On the other hand, that encourages me to learn to read basic assembly.
"To write code that runs directly on your microprocessor you need to know how memory segmentation works"
Although you can't completely ignore segments, in practice at least on Linux the only segments in use are user code/data and kernel code/data segments.
Does anyone know why the author might suggest that understanding segmentation is necessary to write Assembly code?
When writing programs for user mode (ring 3 on x86), you hardly need to care (except sometimes use some segment override prefixes (cf. https://news.ycombinator.com/item?id=13052076), which pedantically is "dealing with the MMU", since because of the MMU this works; but in my opinion it is not necessary to understand the technical details behind it, why this works).

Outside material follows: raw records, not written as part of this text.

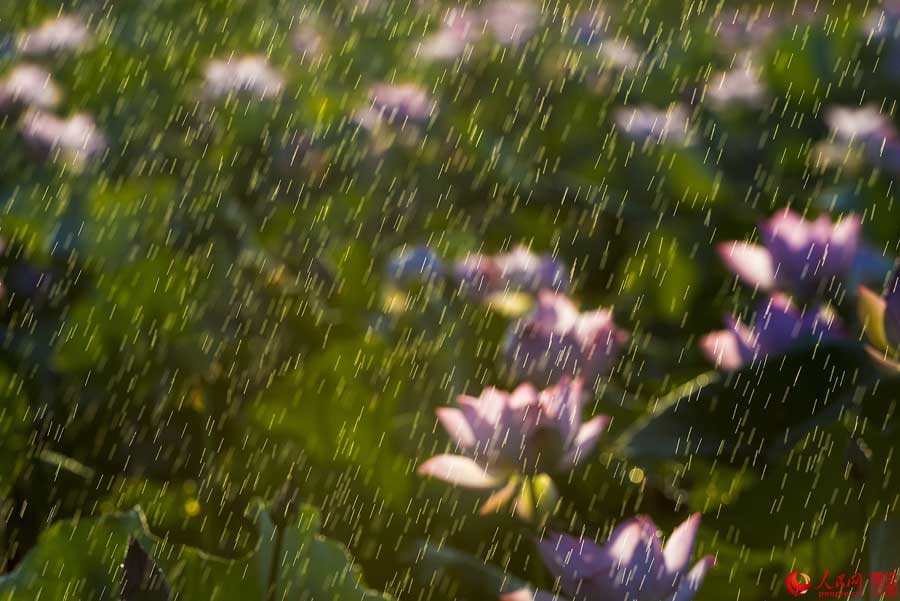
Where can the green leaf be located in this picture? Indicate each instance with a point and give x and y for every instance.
(870, 308)
(84, 557)
(460, 575)
(762, 408)
(142, 580)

On the other hand, if you are an OS ("operating system", here I don't mean "open source") developer, you probably better know the details of the MMU.
Concerning https://news.ycombinator.com/item?id=13052892: I also consider the author's statement as misleading that one has to know how segmentation works. The knowledge of about segmentation is absolutely necessary for x86-16 (real mode), which many people tend to associate with assembly (because there seem to be many more assembly tutorials available for DOS/x86-16 than for x86-32 or even x86-64), but hardly relevent for people who just write user mode code.
It's not magic. The best way to learn assembly is to program in it. I learned on the Gameboy by getting a job and programming 2 games in it. Fun as hell, especially when the machine is small enough to really fit in your head and clock cycles count at 4Mhz.
No one particularly enjoyed working in raw ASM 100% of the time.
addl $42, %edi
add edi, 42
I was going to post this last night but figured it must have been posted already. I was wrong! Nice to see it ok the front page.
I suppose this could work if, as you suggest, I manually called out to a lib_c function like printf instead.